Sentencing - Jurisdiction - Life prisoners - Mandatory life imprisonment

R v Norman Hull: CA (Crim Div) (Lord Justice Pitchford, Mr Justice Wilkie, Judge Nicholas Cooke QC): 19 May 2011

The appellant prisoner (H) appealed against the determination of his ­minimum term of imprisonment ­following his transfer from prison in the Republic of Ireland to a prison in the UK.

H had been convicted of murder in the Republic of Ireland and was sentenced to ‘imprisonment for life’ under section 2 of the Criminal Justice Act 1990 (Ireland).

Early release from such a sentence was not set, but later authorised by the Irish minister of justice.

Before a parole review took place, H applied and consented to be transferred to the UK to serve the remainder of his sentence in an English prison under the Repatriation of Prisoners Act 1984.

His case was referred to the High Court under section 273(1) of the Criminal Justice Act 2003 for the making of an appropriate sentence.

Applying the decision in Re Khan (Setting of Minimum Term), [2006] EWHC 2826 (QB), the judge determined that the circumstances of H’s offending would have provided a starting point of a term of imprisonment of 30 years, but that such a sentence would exceed the period which H might reasonably have expected to serve in prison in the Republic of Ireland and that the appropriate term of imprisonment should be 18 years.

The issues for determination were whether: (i) the Court of Appeal had jurisdiction to hear appeals by transferred life prisoners against the setting of a minimum term by the High Court; and (ii) the imposition of a minimum term of 18 years’ imprisonment was excessive.

Held: (1) Although section 3 of the 1984 act did not provide a right of appeal against a life sentence provision in a warrant, for all other purposes that provision should be treated as of the same effect as if the sentence of life imprisonment had been made by a court in England and Wales.

Had such an order been made, a minimum term would have been set by the High Court and H would have enjoyed a right of appeal under section 9 of the Criminal Appeal Act 1968.

H enjoyed no right of appeal against the sentence of life imprisonment but, by virtue of section 274 of the 2003 act, he was entitled to appeal the minimum term set by the High Court.

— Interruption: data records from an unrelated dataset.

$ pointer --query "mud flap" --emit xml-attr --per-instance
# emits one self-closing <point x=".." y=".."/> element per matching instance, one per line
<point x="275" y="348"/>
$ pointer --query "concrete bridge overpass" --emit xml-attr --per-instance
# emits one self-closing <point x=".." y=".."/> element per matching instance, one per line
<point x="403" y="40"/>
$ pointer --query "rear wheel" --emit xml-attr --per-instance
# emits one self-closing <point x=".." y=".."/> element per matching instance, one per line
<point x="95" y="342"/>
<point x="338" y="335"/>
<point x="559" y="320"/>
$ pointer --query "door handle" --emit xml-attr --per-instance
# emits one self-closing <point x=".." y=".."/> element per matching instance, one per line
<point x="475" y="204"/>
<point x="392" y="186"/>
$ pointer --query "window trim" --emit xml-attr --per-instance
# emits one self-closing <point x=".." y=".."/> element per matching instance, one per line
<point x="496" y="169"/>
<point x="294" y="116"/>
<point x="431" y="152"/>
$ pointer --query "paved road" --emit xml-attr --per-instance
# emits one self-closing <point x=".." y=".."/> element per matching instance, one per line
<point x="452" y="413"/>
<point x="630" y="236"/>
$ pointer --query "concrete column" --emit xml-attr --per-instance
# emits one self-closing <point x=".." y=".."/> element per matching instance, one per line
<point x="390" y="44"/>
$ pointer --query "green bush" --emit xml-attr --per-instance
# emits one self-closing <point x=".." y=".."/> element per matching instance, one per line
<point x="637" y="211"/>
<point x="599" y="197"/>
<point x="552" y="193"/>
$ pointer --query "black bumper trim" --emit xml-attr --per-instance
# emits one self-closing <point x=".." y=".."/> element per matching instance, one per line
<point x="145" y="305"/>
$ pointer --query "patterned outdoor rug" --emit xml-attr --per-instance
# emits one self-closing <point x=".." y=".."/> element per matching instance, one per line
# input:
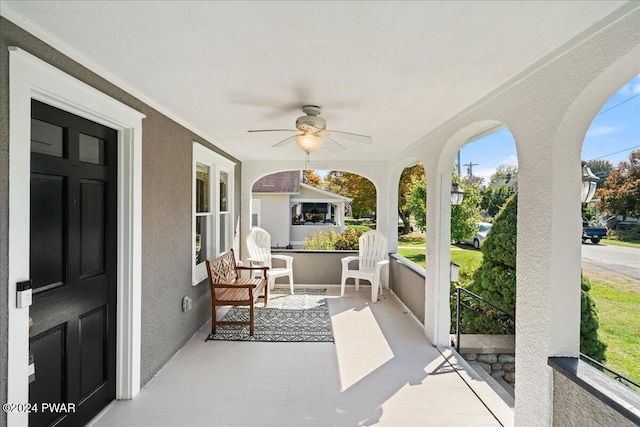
<point x="302" y="317"/>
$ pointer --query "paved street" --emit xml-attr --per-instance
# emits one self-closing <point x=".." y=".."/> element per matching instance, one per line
<point x="621" y="260"/>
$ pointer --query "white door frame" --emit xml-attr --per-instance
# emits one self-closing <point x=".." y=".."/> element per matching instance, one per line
<point x="32" y="78"/>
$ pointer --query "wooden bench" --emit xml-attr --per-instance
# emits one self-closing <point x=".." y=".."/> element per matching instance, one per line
<point x="229" y="289"/>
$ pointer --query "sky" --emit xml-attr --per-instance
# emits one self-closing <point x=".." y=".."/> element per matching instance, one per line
<point x="614" y="133"/>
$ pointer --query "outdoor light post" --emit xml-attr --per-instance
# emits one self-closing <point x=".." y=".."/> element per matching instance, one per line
<point x="589" y="183"/>
<point x="456" y="194"/>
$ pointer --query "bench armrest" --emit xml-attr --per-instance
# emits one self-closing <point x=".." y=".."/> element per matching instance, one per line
<point x="232" y="286"/>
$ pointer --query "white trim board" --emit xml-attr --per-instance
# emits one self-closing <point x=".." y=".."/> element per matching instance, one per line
<point x="32" y="78"/>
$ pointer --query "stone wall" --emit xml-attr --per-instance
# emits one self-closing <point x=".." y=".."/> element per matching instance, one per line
<point x="498" y="365"/>
<point x="493" y="353"/>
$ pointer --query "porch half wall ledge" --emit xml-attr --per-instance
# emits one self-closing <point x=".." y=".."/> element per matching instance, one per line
<point x="582" y="395"/>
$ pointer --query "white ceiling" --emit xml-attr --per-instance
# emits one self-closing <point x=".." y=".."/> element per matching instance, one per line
<point x="392" y="70"/>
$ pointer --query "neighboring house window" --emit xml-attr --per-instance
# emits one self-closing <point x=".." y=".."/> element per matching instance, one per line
<point x="255" y="212"/>
<point x="212" y="208"/>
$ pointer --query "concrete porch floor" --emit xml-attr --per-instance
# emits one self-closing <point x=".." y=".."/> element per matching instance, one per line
<point x="380" y="370"/>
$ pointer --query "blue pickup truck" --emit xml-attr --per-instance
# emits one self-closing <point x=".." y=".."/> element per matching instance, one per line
<point x="592" y="233"/>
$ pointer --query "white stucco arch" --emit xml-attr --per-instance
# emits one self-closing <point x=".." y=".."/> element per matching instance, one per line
<point x="395" y="172"/>
<point x="252" y="170"/>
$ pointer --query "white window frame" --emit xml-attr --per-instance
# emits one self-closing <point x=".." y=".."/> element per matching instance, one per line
<point x="217" y="164"/>
<point x="256" y="209"/>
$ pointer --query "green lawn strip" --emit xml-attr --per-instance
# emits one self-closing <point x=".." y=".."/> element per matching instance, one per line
<point x="461" y="257"/>
<point x="613" y="242"/>
<point x="413" y="241"/>
<point x="619" y="317"/>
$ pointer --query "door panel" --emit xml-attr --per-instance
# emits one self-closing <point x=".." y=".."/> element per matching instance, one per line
<point x="73" y="264"/>
<point x="49" y="350"/>
<point x="48" y="231"/>
<point x="92" y="228"/>
<point x="93" y="336"/>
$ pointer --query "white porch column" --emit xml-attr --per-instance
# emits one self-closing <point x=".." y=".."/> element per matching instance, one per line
<point x="437" y="311"/>
<point x="548" y="266"/>
<point x="392" y="213"/>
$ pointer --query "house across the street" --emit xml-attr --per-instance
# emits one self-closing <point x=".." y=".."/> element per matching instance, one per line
<point x="291" y="210"/>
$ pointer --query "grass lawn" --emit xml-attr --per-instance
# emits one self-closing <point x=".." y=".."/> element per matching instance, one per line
<point x="412" y="247"/>
<point x="630" y="244"/>
<point x="617" y="300"/>
<point x="617" y="304"/>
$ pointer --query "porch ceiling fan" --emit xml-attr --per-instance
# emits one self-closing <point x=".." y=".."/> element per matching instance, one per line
<point x="311" y="133"/>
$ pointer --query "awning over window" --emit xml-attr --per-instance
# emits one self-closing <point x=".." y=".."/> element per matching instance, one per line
<point x="309" y="208"/>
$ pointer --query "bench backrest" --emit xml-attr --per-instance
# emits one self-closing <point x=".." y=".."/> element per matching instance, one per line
<point x="222" y="269"/>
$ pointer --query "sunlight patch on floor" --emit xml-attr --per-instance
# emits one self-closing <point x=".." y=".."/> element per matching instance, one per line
<point x="360" y="350"/>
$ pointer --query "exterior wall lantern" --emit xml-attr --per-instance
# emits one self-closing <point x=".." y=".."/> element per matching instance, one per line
<point x="456" y="194"/>
<point x="589" y="183"/>
<point x="453" y="272"/>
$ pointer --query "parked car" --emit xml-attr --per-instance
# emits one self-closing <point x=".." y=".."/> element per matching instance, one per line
<point x="592" y="233"/>
<point x="477" y="239"/>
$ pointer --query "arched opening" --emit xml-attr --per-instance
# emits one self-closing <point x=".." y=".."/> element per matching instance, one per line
<point x="412" y="213"/>
<point x="483" y="235"/>
<point x="314" y="209"/>
<point x="611" y="224"/>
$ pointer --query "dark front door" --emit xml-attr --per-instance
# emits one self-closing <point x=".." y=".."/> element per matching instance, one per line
<point x="72" y="266"/>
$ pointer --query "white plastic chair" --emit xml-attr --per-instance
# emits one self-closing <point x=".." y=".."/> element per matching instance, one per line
<point x="259" y="245"/>
<point x="371" y="259"/>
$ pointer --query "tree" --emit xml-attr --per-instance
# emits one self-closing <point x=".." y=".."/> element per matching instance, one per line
<point x="590" y="342"/>
<point x="359" y="189"/>
<point x="417" y="202"/>
<point x="473" y="181"/>
<point x="493" y="197"/>
<point x="502" y="172"/>
<point x="310" y="177"/>
<point x="620" y="194"/>
<point x="601" y="169"/>
<point x="411" y="176"/>
<point x="464" y="217"/>
<point x="495" y="281"/>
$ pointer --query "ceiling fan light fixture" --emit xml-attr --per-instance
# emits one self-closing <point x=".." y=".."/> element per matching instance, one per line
<point x="309" y="142"/>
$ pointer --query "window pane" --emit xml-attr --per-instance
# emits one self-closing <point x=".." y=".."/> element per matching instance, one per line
<point x="224" y="244"/>
<point x="202" y="188"/>
<point x="47" y="138"/>
<point x="223" y="192"/>
<point x="202" y="239"/>
<point x="92" y="150"/>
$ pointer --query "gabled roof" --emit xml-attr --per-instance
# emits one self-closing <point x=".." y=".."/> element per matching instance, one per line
<point x="315" y="192"/>
<point x="281" y="182"/>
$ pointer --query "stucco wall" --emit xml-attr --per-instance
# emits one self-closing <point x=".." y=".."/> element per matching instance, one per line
<point x="573" y="406"/>
<point x="408" y="284"/>
<point x="166" y="211"/>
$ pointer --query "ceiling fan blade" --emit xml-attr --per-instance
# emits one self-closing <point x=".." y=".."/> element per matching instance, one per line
<point x="283" y="142"/>
<point x="273" y="130"/>
<point x="355" y="137"/>
<point x="333" y="145"/>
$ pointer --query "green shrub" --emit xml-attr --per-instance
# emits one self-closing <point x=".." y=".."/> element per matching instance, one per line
<point x="348" y="240"/>
<point x="361" y="228"/>
<point x="590" y="343"/>
<point x="495" y="279"/>
<point x="320" y="240"/>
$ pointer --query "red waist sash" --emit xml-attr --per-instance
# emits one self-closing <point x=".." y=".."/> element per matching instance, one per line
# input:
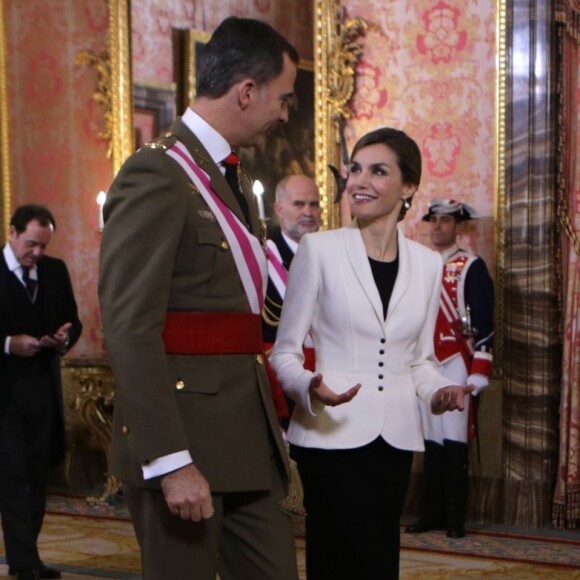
<point x="213" y="333"/>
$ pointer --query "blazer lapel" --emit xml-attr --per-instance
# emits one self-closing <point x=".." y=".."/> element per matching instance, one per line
<point x="205" y="162"/>
<point x="403" y="275"/>
<point x="359" y="261"/>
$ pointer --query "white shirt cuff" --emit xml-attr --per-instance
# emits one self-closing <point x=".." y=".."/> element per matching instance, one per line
<point x="166" y="464"/>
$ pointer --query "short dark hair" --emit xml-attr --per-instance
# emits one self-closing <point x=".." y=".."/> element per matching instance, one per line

Since the sentence of life imprisonment was to be treated for all purposes, save an appeal against it, as if it were an order made by a trial judge in England and Wales, one purpose for which it had to be so treated was the power of the Court of Appeal to quash and substitute a minimum term imposed after a decision on referral under section 273 of the 2003 act.

The right of appeal against the minimum term given by section 274 of the 2003 act would, in the absence of express provision, have been implied from the terms of section 3(4) of the 1984 act (see paragraph 39 of judgment).

(2) Article 10 of the Convention on the Transfer of Sentenced Persons 1983 (Council of Europe) bound the UK to the legal nature and duration of the sentence determined by the Republic of Ireland.

Accordingly, the sentence in the UK remained one of life imprisonment, R v Secretary of State for the Home Department Ex p Read (Gary John) [1989] AC 1014 HL applied.

It was not, therefore, the function of the High Court to simply convert H’s sentence as though it had been imposed in England and Wales, but to adapt his sentence for the purpose of its enforcement in England and Wales.

The task of the administering state when adapting a sentence was, so far as possible, to bring correspondence between the ‘punishment’ which would have been imposed in the sentencing state and the remainder of the sentence to be served in the administering state.

That required a reasoned judgment as to the likely duration of the custodial element of the sentence had the sentence been served in the sentencing state.

To that end, article 5 of the European Convention on Human Rights 1950 recognised that a transferred prisoner might, in consequence of different penal systems between member states, serve a longer period in custody in the administering state than he would if he had remained in the sentencing state.

In the absence of reliable information from the Irish Ministry of Justice as to the way in which its minister would have exercised his discretion to permit release, the judge had no alternative but simply to apply section 269 of schedule 21 to 22 to the 2003 act to his assessment of the minimum term.

Had that been the situation in the instant case, it would have led to the imposition of a minimum term of approximately 18 years imprisonment (paragraphs 42, 46-49, 51-53).

(3) (Obiter) Had it been necessary, the court would have interpreted section 274(3) and (5) of the 2003 act as meaning that the court was clothed with the same jurisdiction it enjoyed under sections 9 and 11 of the 1968 act to appeal against sentence to the Court of Appeal (paragraph 37).

(4) (Obiter) On the basis that the court’s interpretation of section 3(4) of the 1984 act was correct, then there was no reason in principle why the provisions of schedule 22 to the 2003 act should not apply to the case of a transferred prisoner referred to the High Court under section 273 of the 2003 act, Khan considered ­(paragraph 40).

Appeal dismissed.

Declan O'Callaghan (instructed by Russell-Cooke) for the appellant; John RWD Jones for advocate to the court.